Now that the cows are in the barn for the winter, all their feeding is done with large round bales, and the sheep are fed oats which are dispensed onto the ground in neat little piles by a trailer we pull behind the quad bike – so not much room for exercise in the day to day routine. My saviour is our young dog Maggie, who if left to her own devices will harass the poultry all day long. The only solution is to chain her up while not in use and so she requires a couple of good long runs each day. This will do us both the world of good a as an unexpected bonus has provided me with uninterrupted thinking time away from the kids/phone/office – a real bonus.
Without doubt though, the star resolution this year has been to limit the time the kids spend watching TV. I suspect that this is a bit of an issue in any house and is nearly impossible to handle without a major row. When I was a kid at secondary school I was the only one in the class without a TV - and so considered a bit of a freak; nowadays our own offspring think its too bad that we don’t let them have a TV in their bedrooms!
There must be a third way I thought, and so I scoured the Internet and purchased a wonderful little gadget called TVTimer. This simple little box takes your TV’s plug and locks it in to a small timer, and you can then set the hours of each day when the TV will come on. This is a bit fiddly, but well worth persevering with. Our TV will now only come on for an hour in the morning (for the sake of the youngest) and then remains dead until 6.30 in the evening (in time for the teens to watch Hollyoaks) and then cuts off at 10.30 – thus making sure we all get a decent nights sleep.
If you are desperate to watch something out of these times then you can of course video any program (the timer only effects the TV) and watch it later. This all takes a bit of getting used to, but as I keep saying to the kids, with a stroke I have given them all something that money can’t buy – several hours a week of their lives back!

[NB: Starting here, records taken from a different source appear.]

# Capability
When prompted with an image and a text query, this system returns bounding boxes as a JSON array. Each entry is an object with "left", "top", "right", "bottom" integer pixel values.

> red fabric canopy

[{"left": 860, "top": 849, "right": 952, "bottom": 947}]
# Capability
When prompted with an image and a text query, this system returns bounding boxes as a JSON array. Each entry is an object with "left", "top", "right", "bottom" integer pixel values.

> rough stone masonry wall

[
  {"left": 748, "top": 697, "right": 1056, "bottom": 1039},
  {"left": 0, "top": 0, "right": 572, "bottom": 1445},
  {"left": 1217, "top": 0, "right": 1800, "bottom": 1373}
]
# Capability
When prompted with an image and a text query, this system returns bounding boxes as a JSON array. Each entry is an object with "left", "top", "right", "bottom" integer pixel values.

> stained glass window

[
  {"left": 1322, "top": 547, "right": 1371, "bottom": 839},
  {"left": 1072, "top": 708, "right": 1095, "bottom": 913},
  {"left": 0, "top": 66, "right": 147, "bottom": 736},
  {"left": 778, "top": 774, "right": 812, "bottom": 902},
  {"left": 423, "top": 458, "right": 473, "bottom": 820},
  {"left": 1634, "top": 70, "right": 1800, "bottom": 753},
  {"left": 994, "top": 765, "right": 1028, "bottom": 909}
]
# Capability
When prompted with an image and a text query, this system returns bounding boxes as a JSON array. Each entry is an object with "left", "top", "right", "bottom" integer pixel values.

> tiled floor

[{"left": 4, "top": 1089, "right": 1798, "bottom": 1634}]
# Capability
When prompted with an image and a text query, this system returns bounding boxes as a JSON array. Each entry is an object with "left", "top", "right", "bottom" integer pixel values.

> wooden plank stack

Actually they have accepted it surprisingly well (because, I think it is much harder to get angry with an inanimate object that is preventing you from watching the box than it is to harangue a tired parent), and for me the proof of the pudding was when on day three (of the rest of our lives) I walked into our sitting room (formally the TV room) on a wet afternoon and there was my eldest, sitting on the sofa, quietly reading a book – it almost brought a tear to my eye.